Akcja lubuskiej ITD przy wsparciu policji, polegająca na wzmożonej kontroli trzeźwości kierowców, została zorganizowana na drodze ekspresowej numer 3 koło Gorzowa Wielkopolskiego oraz na autostradzie A2 koło Rzepina. Funkcjonariusze w trakcie tych działań przy użyciu tzw. alkomatów przesiewowych, przebadali stan trzeźwości 334 kierowców.
W trakcie kilkugodzinnych działań sprawdzano kierowców prowadzących busy, autobusy oraz pojazdy ciężarowe. W stanie po użyciu alkoholu była tylko jedna osoba. Alkomat wykazał, że kierujący samochodem dostawczym miał w wydychanym powietrzu 0,44 promila. Mężczyznę do dalszych czynności zatrzymali policjanci. Więcej o pijanych kierowcach piszemy na stronie głównej Gazeta.pl.
Czytając o takich wynikach kontroli, nie trudno odnieść wrażenie, że działania prewencyjne mundurowych, prowadzone tuż po zakończonych weekendach, przemawiają do wyobraźni zmotoryzowanych. Posiadanie uprawnień do kierowania pojazdami silnikowymi dla wielu osób jest kluczem do zachowania pracy.

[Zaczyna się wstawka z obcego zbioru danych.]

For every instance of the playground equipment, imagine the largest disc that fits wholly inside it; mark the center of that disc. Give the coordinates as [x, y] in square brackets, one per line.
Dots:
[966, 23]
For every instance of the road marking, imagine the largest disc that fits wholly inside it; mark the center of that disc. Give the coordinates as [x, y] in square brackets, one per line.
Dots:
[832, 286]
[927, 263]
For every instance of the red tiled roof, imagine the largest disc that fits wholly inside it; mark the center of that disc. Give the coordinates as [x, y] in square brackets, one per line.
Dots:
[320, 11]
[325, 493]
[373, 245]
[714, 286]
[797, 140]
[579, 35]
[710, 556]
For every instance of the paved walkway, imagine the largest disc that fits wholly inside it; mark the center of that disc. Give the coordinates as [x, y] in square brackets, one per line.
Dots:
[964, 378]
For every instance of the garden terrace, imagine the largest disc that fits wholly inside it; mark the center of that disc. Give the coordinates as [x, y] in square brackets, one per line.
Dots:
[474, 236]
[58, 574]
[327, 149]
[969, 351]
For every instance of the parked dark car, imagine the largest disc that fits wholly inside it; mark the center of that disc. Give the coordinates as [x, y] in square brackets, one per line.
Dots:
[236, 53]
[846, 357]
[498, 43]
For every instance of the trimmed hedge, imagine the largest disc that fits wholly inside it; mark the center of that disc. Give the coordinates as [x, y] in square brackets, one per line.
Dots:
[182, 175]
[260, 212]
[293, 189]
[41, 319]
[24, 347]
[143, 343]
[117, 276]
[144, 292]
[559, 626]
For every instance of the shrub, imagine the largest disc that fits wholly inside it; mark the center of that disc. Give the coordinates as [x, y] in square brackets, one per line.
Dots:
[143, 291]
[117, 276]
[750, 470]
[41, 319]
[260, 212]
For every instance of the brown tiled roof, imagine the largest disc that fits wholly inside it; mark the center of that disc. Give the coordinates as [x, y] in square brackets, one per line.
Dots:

Obecnie, za jazdę w stanie po spożyciu alkoholu, co w świetle prawa jest wykroczeniem (od 0,2 do 0,5 promila alkoholu we krwi) grozi mandat w wysokości co najmniej 2500 zł. W zależności od sytuacji, kierowcy odbierane jest prawo jazdy na okres od 6 miesięcy do nawet 3 lat. Powyżej 0,5 promila mowa już o przestępstwie. Kierowca z automatu dostaje zakaz prowadzenia pojazdów silnikowych na minimum 3 lata. Wysokość tej kary zależy od tego, czy podczas jazdy nie doszło do kolizji czy wypadku. Wyrok sądowy mówi też o karze finansowej na rzecz Funduszu Pomocy Pokrzywdzonym i Pomocy Postpenitencjarnej w kwocie od 5000 zł do 60 000 zł. Dodatkowo pijanemu kierowcy grozi do 2 lat pozbawienia wolności. Niezależnie od tego, czy kierowca jechał w stanie po spożyciu alkoholu, czy pod jego wpływem, do indywidualnego konta przypisywanych jest 15 punktów karnych.